When there are changes in monetary policy – for instance, when the Central Bank increases the Reference Interest Rates (the MIMO rate in the case of Mozambique) – the price of Bonds falls. This fall in prices reflects a reduction of liquidity in the market, since i) investors have other alternatives for investing their capital, withdrawing it from the securities they hold, ii) commercial banks retain a greater percentage of their assets at the Central Bank, and iii) the credit conditions available to the economy worsen. All these situations tighten market conditions, resulting in higher interest rates.
On the other hand, changes in the balance between demand and supply can also result in higher interest rates. When issuers’ need for capital increases, more securities are issued into the market which may not be fully absorbed by existing investors. To buy up the available supply, investors demand higher rates of return to take advantage of the imbalance in demand, driving up interest rates once again.
This behaviour has a direct impact on the financial assets that make up the portfolios of Mozambican investors, since these are mainly made up of debt securities and time deposits. The rise in interest rates has a negative effect on bond prices, as there is a direct relationship between the two variables.

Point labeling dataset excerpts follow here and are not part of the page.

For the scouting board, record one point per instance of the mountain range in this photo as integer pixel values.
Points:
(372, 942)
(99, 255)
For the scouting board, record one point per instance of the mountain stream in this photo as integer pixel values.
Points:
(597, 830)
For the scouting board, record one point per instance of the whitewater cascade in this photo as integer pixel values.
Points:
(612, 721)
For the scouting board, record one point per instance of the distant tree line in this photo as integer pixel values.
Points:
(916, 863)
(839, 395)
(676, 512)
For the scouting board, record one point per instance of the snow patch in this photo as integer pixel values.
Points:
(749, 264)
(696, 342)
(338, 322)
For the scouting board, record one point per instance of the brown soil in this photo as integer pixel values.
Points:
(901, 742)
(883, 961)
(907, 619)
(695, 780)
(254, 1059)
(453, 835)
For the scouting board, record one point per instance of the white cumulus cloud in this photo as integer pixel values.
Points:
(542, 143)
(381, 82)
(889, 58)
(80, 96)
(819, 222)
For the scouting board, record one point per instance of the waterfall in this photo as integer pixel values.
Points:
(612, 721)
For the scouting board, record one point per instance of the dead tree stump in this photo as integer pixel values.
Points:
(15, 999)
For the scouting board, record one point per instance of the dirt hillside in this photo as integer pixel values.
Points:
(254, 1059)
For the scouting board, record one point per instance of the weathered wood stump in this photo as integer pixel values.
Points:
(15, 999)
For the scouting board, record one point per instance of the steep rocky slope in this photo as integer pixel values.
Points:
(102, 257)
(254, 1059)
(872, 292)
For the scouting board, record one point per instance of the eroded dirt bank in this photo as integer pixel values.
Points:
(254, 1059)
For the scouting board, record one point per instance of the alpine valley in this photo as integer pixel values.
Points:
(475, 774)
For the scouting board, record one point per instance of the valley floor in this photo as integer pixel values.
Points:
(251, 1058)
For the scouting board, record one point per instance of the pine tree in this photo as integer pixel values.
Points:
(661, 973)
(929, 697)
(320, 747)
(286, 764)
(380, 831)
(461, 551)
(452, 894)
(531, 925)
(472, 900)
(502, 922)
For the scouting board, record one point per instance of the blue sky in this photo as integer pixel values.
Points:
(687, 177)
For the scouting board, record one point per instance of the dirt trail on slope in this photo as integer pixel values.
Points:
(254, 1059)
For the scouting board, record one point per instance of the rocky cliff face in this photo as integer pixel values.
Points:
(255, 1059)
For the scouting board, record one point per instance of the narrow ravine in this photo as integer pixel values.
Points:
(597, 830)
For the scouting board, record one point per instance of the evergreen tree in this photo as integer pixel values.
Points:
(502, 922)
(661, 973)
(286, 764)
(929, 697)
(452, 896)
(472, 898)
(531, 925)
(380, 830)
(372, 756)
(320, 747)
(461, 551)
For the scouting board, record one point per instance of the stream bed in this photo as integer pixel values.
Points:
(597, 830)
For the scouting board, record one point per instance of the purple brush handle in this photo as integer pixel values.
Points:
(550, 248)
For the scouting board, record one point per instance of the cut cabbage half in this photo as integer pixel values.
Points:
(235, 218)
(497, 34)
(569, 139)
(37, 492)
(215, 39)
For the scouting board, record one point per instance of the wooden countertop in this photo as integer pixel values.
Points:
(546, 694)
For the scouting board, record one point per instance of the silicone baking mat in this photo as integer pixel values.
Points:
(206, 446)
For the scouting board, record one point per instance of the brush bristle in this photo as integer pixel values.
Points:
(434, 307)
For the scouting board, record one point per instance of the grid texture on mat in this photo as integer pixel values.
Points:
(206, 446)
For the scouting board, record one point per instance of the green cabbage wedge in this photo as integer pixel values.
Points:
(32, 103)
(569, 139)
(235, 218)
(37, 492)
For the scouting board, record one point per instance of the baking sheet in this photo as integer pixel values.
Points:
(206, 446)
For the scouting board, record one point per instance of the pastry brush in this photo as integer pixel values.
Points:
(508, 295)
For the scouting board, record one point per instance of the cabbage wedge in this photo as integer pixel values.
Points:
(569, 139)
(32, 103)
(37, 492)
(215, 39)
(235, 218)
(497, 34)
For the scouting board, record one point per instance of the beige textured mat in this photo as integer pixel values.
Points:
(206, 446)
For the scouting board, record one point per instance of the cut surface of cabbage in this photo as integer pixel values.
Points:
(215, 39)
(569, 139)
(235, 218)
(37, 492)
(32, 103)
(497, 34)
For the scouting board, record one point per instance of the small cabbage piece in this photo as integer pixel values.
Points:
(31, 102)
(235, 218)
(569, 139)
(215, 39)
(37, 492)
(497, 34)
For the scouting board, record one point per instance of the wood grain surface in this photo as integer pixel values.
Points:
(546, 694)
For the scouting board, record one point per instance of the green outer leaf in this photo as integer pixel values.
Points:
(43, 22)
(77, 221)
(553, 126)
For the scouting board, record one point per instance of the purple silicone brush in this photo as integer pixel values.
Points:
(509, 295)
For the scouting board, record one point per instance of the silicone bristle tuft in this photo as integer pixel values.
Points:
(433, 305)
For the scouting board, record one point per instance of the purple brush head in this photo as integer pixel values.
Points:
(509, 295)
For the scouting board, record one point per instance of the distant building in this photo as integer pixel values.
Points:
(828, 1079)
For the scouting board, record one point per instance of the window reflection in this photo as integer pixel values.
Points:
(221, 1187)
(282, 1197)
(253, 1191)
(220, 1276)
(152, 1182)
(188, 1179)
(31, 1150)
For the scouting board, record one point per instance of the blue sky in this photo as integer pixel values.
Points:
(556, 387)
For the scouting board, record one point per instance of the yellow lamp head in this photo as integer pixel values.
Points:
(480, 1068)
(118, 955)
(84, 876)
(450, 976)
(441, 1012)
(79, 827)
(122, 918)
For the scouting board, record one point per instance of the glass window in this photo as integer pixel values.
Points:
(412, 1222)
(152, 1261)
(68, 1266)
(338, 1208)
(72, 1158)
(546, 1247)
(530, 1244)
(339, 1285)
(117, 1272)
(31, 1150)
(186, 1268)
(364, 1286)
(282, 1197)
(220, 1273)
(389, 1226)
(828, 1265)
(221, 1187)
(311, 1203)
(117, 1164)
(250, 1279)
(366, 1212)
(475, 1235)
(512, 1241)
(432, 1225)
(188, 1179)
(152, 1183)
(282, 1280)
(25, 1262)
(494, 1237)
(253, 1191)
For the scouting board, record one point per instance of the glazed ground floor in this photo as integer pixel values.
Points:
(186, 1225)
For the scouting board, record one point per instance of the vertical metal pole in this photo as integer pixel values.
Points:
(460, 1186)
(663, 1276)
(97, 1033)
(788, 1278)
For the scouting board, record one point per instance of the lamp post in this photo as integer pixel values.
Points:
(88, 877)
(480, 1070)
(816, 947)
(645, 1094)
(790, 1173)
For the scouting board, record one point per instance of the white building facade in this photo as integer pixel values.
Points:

The relationship between the price of a bond and the interest rate derives from the fact that the price per bond is the sum of the cash flows, discounted to the present date, that the bond will have during its life. Any change in the yield results in a change of the bond price, as the sum of the cash flows will increase or decrease as they are discounted. The price of bonds, especially fixed rate bonds, always incorporate the expectations that investors have for the future evolution of interest rates, and will change whenever there are changes in those expectations. Rising rates will reduce the price of the bond and falling rates will have an inverse effect. For example, for a bond with a fixed rate coupon, which is trading in the market at a price of 100%, the yield will equal the coupon rate. If interest rates for assets of equal risk in the market rise, this bond can be expected to trade below 100%, generating less potential capital gains for investors who bought it at 100%. If interest rates fall, the movement will be the opposite and the bond will trade above 100%, generating potential capital gains for investors who have bought it at 100%.
Therefore, and taking into consideration the positive correlation between yields and the Central Bank’s monetary policy reference rate, the strategic positioning of an investor in a scenario of an increase in the reference interest rate should take into account the impacts of this increase on the composition of the portfolio of assets.
In the case of passive investors – those who normally invest in long-term assets and hold them until maturity – a rise in interest rates will have a negative impact on their current portfolio, but will allow them to add new assets at higher interest rates, thus increasing the average profitability of their portfolio. On the other hand, if the investor opts for an active management of his portfolio, when he anticipates a rise in interest rates he can resort to the capital market to get rid of securities with a greater potential devaluation and invest in more profitable assets according to current market conditions.
The secondary market meets the needs of investors who opt for active management of their portfolios, whether for liquidity, rebalancing or trading purposes. Investors using passive management can also use the secondary market to invest in assets already issued and which, after incorporating the new market conditions, seem more appropriate to their portfolio.